Real Time Turbo Decoding of BCH Product Code
on the DSP Texas TMS320C6201

André GOALIC(*) and Nadine CHAPALAIN(**)

(*)ENST de Bretagne, Technopôle Brest-Iroise BP-832, 29285 BREST, BRITTANY
(**)Mitsubishi Electric ITE, Im. Germanium 80, av. des Buttes de Coësmes 35700 RENNES
E-mail : andre.goalic@enst-bretagne.fr

Abstract – To speed up and enhance real time DSP application developments, a new kind of tool called “Code Composer Studio (CCS)” can be used, in the Texas Instrument DSP environment. It allows an easy check of real time “Block Turbo Code (BTC)” behaviour. The studio also includes the new DSP analysis technology, the Real-Time Data Exchange (RTDX). Thus the encoder implemented on the host computer exchanges data with the decoder implemented on the DSP board via the RTDX link. Once sent back to the host the decoded data allows analysis and curves drawing. This paper also presents our first results concerning the implementation of the “Block Turbo Code (BTC)” on the Texas Instruments TMS320C6201 (1600 MIPS) fixed point DSP. After four iterations our implementation can reach – 400 kbits/s – in C and – 550 kbits/s – in Assembly language.

Keywords : “Block-turbo-code, TMS320C6201, real-time-processing, RTDX.

I. INTRODUCTION

Channel coding is one of the main part of a digital communication system. The use of redundancy bits helps the decoder to restitute the emitted sequence. Flexibility and adaptability are easily obtained by an implementation on a DSP chip.
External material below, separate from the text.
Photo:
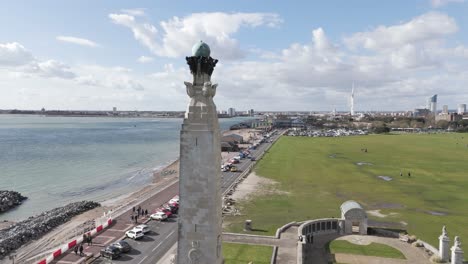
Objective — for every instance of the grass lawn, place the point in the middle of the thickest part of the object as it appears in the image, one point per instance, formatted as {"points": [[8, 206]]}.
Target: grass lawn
{"points": [[373, 249], [319, 174], [243, 253]]}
While using product codes based for example on a BCH(32,26,4) scheme, the coding gain at 10^-5 Bit Error Rate slightly exceeds 6 dB[1]. Before the coding process, the information bits are stored in a matrix. The BTC coder then, adds redundancy bits to rows and columns, the sets of rows and columns remaining codewords. An iterative process is used to decode the product code. Section II describes the decoding algorithm. Section III presents the demonstration platform using the Code Composer Studio (CCS) and the RTDX link. Then we will approach, in section IV, the problems of real-time decoder implementation. Section V will show some promising results, obtained using C and Assembly language. Finally, conclusion and future perspectives of the real time TCB implementation on a DSP chip are given.

II. SOFT DECODING OF BTC

II.1. The product code

Let us consider a linear block code C having parameters (n, k, δ) where n, k, δ stand for code word length, number of information bits and minimum Hamming distance respectively. The code rate is defined by the ratio r = k/n. The product code P = C ⊗ C is then obtained by :

- placing (k x k) information bits in an array of k rows and k columns.
- coding k rows and n columns using code C.
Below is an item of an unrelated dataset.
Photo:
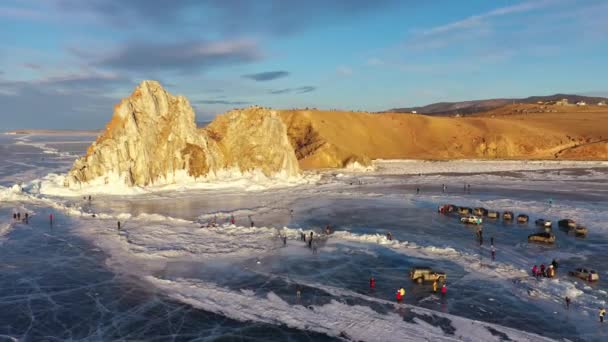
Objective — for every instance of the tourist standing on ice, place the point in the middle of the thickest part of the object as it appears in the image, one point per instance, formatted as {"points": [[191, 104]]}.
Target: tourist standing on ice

The parameters of the resulting product code P are given by : N = n x n, K = k x k, Δ = δ x δ and the code rate : R = r x r. The (n-k) last rows and the (n-k) last columns also are code words of C. A soft decision algorithm derived from the theoretical Log-Likelihood-Ratio (LLR), proposed by R. Pyndiah in 1993 is used to compute the extrinsic information.

II.2. The soft decision algorithm

Let R = (r_1,...,r_p,...,r_n) be the output of the coherent demodulator, E = (e_1,...,e_p,...,e_n) the transmitted code word and N=(n_1,...,n_p,...,n_n) a noisy Additive White Gaussian vector of standard deviation σ. Then the receive vector R = E + N. The decoded optimum sequence is given by :

\[ D = C^\prime \text{ if } \Pr \{ E = C^\prime \mid R \} > \Pr \{ E = C^i \mid R \}, \forall j \neq i \] (1)

where C^\prime = (c^\prime_1,..., c^\prime_p,..., c^\prime_n) is the i^{th} C code word and D = (d_1,...,d_p,...,d_n) the decision. For noisy samples, the decoding rule is simplified into :

\[ D = C^\prime \text{ if } |R - C^\prime|^2 < |R - C^i|^2, \forall j \neq i \] (2)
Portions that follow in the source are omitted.